Vice President for Enrollment Greg Zaiser said that university enrollment efforts include presenting at diverse high schools and college fairs, sending “diversity brochure(s)” promoting Elon resources such as the CREDE and working with community-based organizations that support students from under-represented communities.
Currently, there are 342 black students on campus, an increase from 260 in 2002-03, but the percentage of black students compared to the student population is lower.
This means that even though the university is enrolling more students, only a small portion of those students are black.
Zaiser said the university is seeking a class size of 1,725 for the 2020-2021 academic year and is looking to increase the number of ALANAM students, which includes African-American/Black, Latino/Hispanic, Asian/Pacific Islander, Native American, Alaskan Native and multiracial students.
There is no projected enrollment specifically for black students next school year, but Zaiser said the university wants to increase the racial and ethnic diversity of ALANAM students from the class of 2023’s 18%.
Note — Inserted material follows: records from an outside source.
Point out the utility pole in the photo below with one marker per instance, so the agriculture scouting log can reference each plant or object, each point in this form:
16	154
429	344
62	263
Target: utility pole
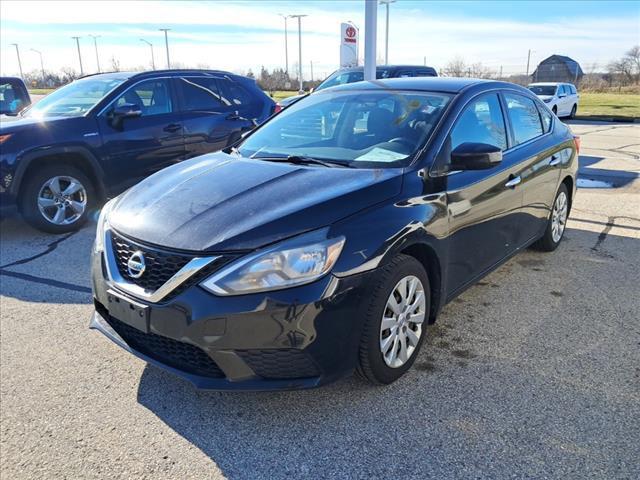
18	54
370	26
95	45
166	44
386	38
153	60
77	39
41	65
299	17
286	44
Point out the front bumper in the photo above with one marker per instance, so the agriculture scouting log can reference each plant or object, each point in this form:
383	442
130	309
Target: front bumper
290	339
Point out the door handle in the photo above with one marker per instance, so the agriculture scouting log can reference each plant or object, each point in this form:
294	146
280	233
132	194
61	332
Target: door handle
513	182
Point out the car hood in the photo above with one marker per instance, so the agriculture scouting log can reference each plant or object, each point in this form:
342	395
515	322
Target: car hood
222	202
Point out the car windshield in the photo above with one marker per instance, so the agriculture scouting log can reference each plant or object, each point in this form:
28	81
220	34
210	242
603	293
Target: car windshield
365	128
74	99
549	90
342	77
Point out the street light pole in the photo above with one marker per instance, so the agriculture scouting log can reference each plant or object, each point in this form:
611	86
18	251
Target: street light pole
18	54
153	61
95	45
386	38
166	44
286	44
370	27
41	64
299	17
77	39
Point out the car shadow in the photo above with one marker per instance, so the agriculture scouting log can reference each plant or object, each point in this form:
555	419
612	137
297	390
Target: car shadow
450	413
44	268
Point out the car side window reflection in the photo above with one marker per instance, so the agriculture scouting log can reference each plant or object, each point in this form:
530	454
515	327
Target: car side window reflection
481	122
152	96
524	117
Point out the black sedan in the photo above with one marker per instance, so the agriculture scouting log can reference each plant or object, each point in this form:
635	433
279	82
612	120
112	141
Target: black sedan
331	236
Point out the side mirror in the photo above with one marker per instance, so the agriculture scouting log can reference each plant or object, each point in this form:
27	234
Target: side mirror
126	110
475	156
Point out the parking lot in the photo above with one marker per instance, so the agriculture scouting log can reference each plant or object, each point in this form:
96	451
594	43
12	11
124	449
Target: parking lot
533	373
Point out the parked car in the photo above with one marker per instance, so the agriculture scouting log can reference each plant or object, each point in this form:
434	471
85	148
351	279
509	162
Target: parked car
356	74
99	135
302	255
561	98
14	96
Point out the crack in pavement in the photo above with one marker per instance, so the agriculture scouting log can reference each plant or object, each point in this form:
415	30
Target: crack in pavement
45	281
50	248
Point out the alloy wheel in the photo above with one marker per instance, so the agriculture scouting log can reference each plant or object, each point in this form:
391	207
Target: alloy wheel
401	326
559	217
62	200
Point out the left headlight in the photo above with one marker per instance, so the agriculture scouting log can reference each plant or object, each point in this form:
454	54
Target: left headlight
290	264
103	224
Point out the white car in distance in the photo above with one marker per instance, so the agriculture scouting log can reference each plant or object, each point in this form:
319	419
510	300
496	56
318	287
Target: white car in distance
561	98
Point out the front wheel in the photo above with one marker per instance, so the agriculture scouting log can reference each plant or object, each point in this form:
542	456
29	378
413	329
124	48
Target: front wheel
57	198
394	327
557	222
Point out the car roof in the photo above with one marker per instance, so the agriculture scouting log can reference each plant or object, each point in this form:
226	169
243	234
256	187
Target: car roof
437	84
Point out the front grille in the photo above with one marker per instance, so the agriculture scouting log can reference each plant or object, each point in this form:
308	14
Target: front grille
280	364
160	265
180	355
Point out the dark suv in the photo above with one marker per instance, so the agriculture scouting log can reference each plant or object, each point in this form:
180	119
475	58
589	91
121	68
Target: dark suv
103	133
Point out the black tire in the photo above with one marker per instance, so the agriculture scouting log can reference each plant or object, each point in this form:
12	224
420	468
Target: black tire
372	366
546	243
36	180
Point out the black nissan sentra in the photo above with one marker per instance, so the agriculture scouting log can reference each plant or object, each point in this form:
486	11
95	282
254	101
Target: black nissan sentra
330	237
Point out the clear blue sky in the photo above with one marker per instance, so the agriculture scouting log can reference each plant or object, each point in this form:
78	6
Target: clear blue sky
242	35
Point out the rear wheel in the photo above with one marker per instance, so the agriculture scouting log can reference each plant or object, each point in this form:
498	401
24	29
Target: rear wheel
557	222
395	325
57	198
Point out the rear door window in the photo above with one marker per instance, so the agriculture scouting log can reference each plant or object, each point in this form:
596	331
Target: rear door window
200	94
481	121
524	117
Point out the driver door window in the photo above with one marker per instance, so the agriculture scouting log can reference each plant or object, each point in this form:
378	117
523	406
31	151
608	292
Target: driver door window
152	96
481	121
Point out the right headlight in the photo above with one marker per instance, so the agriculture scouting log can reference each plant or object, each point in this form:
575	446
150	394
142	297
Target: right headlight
291	264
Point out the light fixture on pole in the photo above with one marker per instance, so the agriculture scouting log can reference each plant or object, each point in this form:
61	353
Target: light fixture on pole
18	54
370	27
153	60
41	64
166	43
286	43
386	38
95	45
77	39
299	17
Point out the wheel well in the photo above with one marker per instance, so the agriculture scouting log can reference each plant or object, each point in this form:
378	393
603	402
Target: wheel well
76	160
429	260
568	182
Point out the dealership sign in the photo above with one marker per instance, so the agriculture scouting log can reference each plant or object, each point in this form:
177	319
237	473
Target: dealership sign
348	45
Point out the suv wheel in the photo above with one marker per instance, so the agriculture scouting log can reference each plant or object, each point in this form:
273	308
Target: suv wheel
57	199
394	326
557	222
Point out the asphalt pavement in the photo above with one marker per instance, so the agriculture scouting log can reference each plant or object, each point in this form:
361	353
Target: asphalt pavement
533	373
As the number of students of color increases, so does the percentage of black faculty. Over the past decade, the university has seen an increase in full-time black faculty from 5.5% in 2010-11 to 7.2% in the current academic year.
Elon’s African & African-American Studies program was established in 1994 under K. Wilhelmina Boyd, and the first independent major in African & African-American Studies was designed by Sowande’ Mustakeem ’00.
While Battle said she loves connecting with black students over shared history during the month of February, being black at Elon goes beyond the month.
“Because even beyond February, we’re still black,” she said. “We’re still happy about that. We’re still celebrating each other.”